Justice Department Requires Divestiture of Morpho’s ETD Business to Bless Smiths Acquisition

Coming as no surprise, the U.S. Justice Department in late March said it will require Britain’s Smiths Group to divest the explosives trace detection (ETD) of Morpho Detection as a condition for approval of Smiths pending $710 million acquisition of Morpho from France’s Safran Group.

The Justice Department’s condition for the deal follows one earlier this year by European regulators, who also are requiring Smiths to divest Morpho’s trace business to allow the acquisition to proceed.

In response to European authorities’ concerns about allowing Smiths to consolidate its existing trace business with Morpho’s, Smiths Group said in January that it would divest Morpho’s explosive trace detection business. Smiths and Safran announced the deal last April.

Regulators want to ensure robust competition in the U.S. and in Europe for the ETDs, which are used to help in the screening of airline passengers and their baggage, aviation cargo, and to protect other critical infrastructures worldwide.

“In particular, Morpho has a history of bidding aggressively for contracts to supply and service desktop ETD devices in this market,” the Justice Department complaint says, referring to bids for airport checkpoint applications. “By underbidding its rivals, Morpho delivered to the TSA a lower-priced option while also incentivizing competitors to respond with more competitive prices and terms of sale. Absent the merger, Morpho was expected to continue to be an aggressive competitor. As a result, the proposed acquisition would give Smiths the ability and the incentive to raise prices and decrease the quality of its service.”

The complaint also says that Morpho has a track record of bidding aggressively for contracts to supply ETD systems for the air cargo screening market.

In the second half of 2017, TSA is expected to issue a new solicitation to supply desktop ETD systems, the complaint says. Without the divestiture, there would only be two suppliers of the systems, “likely leading to higher prices and less advantageous terms for that agency,” it says.

The Justice Department’s announcement notes that Morpho Detection had about $325 million in sales in 2015, about $65 million through ETD product sales. Morpho Detection’s U.S. revenue in 2015 was about $262 million, the Justice Department says.

Smiths Detection, a business unit of Smiths Group that will integrate Morpho Detection, had about $730 million in sales in 2015, the Justice Department says in its complaint. Once the transaction closes, Smiths Detection will have about $1 billion in annual sales. Smiths Detection had $225.7 million in U.S. revenue in 2015.

OSI Systems’ [OSIS] Rapiscan Systems division is considered a potential buyer for Morpho’s trace business although the company previously passed on acquiring Implant Sciences, which supplies handheld and desktop ETDs worldwide.

Once the acquisition is finalized, Morpho Detection will still provide Smiths Detection business with a well-established product line for computed tomography-based explosive detection systems used at airports worldwide to automatically screen checked baggage for explosives.

Smiths, Morpho and Massachusetts-based L3 Technologies [LLL] are the only suppliers in the U.S. of desktop ETD systems.
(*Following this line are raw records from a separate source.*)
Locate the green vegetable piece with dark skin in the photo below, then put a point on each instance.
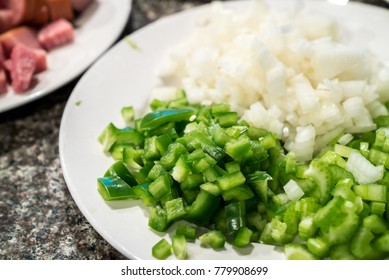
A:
(202, 209)
(119, 169)
(114, 188)
(155, 119)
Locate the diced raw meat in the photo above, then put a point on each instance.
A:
(3, 81)
(23, 62)
(81, 5)
(60, 9)
(55, 34)
(19, 35)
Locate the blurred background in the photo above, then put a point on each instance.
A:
(38, 217)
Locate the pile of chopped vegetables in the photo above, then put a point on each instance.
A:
(223, 180)
(284, 68)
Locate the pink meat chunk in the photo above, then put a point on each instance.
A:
(81, 5)
(56, 34)
(20, 35)
(23, 63)
(3, 81)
Currently the Transportation Security Administration operates desktop ETDs from Smiths and L3 although in the past it has acquired the systems from Morpho.

L3 acquired Implant Sciences last year to enter into the trace business.

China’s NucTech also sells ETDs.

The Justice Department’s complaint requiring the divestiture of Morpho Detection says that annual sales of desktop ETD systems in the U.S. for passenger air travel averaged about $13 million a year for the past six years. It says that annual sales of the desktop systems for screening air cargo averaged about $5.5 million during that same period.

Once the acquisition closes, Smiths will have a comprehensive suite of imaging and detection systems for transportation and critical infrastructure protection. The company has 90 days from the filing of the March 30 Justice Department complaint to divest Morpho Detection, which includes its global ETD business of desktop, handheld and portal ETD products.